Wir als SPD wollen, dass die Förderung des Kreises für die konzipiert wird, die sie brauchen. Wir als SPD wollen, dass die Förderung des Kreises nicht nur mitgenommen wird, sondern zielgenau die erreicht, die sich ohne den Zuschuss die Investition nicht leisten können. Darin sind wir uns mit den Klima-freunden einig.

CDU und Grüne einerseits und SPD andererseits beantragen ein Programm für Solar-Balkonkraftwerke, die insbesondere Mieterinnen und Mietern zugute-kommt.
Aber wir wollen weitergehen! Wir wollen mehr! Wir wollen das Programm 1000 Dächer fortsetzen. Wenn wir unsere eigenen Klimaziele erreichen wollen, muss es noch viele tausend Dächer geben, die mit Solar ausgestattet werden.

Wir als SPD wollen jetzt neben Mieterinnen und Mietern die unterstützen, die sich eine Investition für Solar auf dem Dach alleine nicht stemmen können. Familien, die sich mit Unterstützung und Eigenleistung gerade so ein Haus finanziert haben. Arbeitnehmer mit kleinem Einkommen, die jetzt bei der Kreditverlängerung fürs Haus mit hohen Zinsen rechnen müssen. Ältere Menschen mit kleiner Rente! Deren Investition wird für die Klimawende auch gebraucht. Diese Gruppen dürfen wir genau wie bei der Energiewende im Heizungskeller nicht alleine lassen, sondern müssen sie bei den notwendigen Investitionen unterstützen. An diese Gruppen müssen wir denken, wenn wir Investitionen sozial gerecht finanzieren wollen.
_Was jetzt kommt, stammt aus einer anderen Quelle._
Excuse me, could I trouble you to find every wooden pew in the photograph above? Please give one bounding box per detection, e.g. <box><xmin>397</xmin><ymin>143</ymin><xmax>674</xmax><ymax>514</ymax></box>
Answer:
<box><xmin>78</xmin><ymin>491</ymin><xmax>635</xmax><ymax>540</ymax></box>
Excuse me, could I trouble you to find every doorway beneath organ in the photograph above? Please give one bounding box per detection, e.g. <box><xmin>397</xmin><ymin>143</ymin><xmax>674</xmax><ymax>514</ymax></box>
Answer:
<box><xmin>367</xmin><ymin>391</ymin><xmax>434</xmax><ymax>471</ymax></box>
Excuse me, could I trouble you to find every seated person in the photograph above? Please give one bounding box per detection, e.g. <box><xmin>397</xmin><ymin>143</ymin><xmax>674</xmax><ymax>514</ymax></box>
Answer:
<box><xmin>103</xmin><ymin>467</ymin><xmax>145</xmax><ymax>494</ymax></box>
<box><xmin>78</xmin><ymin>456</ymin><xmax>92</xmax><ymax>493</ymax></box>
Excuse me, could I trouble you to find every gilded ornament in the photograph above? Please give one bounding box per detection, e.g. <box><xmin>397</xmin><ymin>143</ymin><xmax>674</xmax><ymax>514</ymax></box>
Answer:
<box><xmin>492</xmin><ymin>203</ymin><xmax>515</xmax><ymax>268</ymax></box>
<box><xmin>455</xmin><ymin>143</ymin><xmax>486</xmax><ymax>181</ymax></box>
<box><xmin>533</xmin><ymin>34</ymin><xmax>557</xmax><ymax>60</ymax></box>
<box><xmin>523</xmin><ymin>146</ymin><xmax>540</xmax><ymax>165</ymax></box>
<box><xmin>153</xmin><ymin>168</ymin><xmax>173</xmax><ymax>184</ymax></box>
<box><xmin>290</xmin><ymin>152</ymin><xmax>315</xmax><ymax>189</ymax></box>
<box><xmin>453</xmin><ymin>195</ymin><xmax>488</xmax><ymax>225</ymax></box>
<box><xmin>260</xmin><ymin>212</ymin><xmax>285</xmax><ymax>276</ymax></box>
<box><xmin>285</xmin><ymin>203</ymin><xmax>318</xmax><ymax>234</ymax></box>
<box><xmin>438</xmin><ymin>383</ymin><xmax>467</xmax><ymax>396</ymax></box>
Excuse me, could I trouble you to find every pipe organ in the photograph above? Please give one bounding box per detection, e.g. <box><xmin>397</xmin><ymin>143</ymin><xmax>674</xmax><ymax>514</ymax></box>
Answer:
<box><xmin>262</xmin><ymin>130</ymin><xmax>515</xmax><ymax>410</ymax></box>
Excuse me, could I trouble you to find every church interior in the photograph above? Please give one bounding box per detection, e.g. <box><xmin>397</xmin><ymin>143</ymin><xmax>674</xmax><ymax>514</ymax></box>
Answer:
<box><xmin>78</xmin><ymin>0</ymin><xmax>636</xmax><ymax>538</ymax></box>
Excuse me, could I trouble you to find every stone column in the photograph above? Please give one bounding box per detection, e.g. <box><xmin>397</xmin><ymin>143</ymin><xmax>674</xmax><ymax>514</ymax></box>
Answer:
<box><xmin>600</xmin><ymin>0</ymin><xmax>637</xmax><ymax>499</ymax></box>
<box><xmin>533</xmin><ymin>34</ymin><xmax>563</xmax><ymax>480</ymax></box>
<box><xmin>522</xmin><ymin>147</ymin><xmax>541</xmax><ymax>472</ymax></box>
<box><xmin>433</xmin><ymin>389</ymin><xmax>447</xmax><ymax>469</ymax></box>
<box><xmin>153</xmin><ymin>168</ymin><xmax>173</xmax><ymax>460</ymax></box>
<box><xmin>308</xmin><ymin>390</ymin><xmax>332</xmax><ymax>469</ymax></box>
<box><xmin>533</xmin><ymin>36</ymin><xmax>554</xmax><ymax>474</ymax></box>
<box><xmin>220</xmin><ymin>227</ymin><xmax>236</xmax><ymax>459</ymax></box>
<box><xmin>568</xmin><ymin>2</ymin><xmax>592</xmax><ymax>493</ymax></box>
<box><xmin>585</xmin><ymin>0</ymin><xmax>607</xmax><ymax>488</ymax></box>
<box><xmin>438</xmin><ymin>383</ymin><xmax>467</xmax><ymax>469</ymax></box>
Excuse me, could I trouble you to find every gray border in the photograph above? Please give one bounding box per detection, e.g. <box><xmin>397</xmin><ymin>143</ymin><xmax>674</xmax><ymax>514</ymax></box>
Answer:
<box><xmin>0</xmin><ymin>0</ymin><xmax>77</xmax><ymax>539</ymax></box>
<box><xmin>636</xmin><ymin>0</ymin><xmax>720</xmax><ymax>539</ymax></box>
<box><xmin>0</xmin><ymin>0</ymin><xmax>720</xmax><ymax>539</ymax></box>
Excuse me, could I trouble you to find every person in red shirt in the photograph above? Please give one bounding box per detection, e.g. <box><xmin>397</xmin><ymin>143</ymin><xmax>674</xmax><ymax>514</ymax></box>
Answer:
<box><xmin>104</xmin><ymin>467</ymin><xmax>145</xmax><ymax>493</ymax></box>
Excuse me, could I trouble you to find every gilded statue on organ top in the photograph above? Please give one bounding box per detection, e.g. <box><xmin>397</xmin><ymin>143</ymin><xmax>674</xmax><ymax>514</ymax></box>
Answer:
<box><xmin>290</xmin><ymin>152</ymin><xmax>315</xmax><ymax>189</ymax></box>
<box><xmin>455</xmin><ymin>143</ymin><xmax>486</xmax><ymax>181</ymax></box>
Konkret wollen wir als SPD hierfür statt zwei Mal 250.000 € in 2024 und 2025 nach dem Antrag von CDU / Grüne drei Mal 500.000 € in 2024 bis 2026 investieren. Davon 30 % für Balkonkraftwerke!

CDU und Grüne bleiben in den sozialen Themen tatenlos: prüfen statt handeln. So werden Sie den Anforderungen von Inklusion und Fachkräftemangel nicht gerecht.

Im Klimaschutz geht es einen Schritt voran, wo fünf Schritte erforderlich wären. So werden wir unserer Verantwortung nicht gerecht! Aber ein Kompromiss war hier nicht gewünscht!

Nach den mir vorliegenden Informationen und Rückmeldungen werden unsere Anträge zu Kita und Klima abgelehnt. Auf dieser Basis lehnen wir den Haushalt in der Schlussabstimmung ab.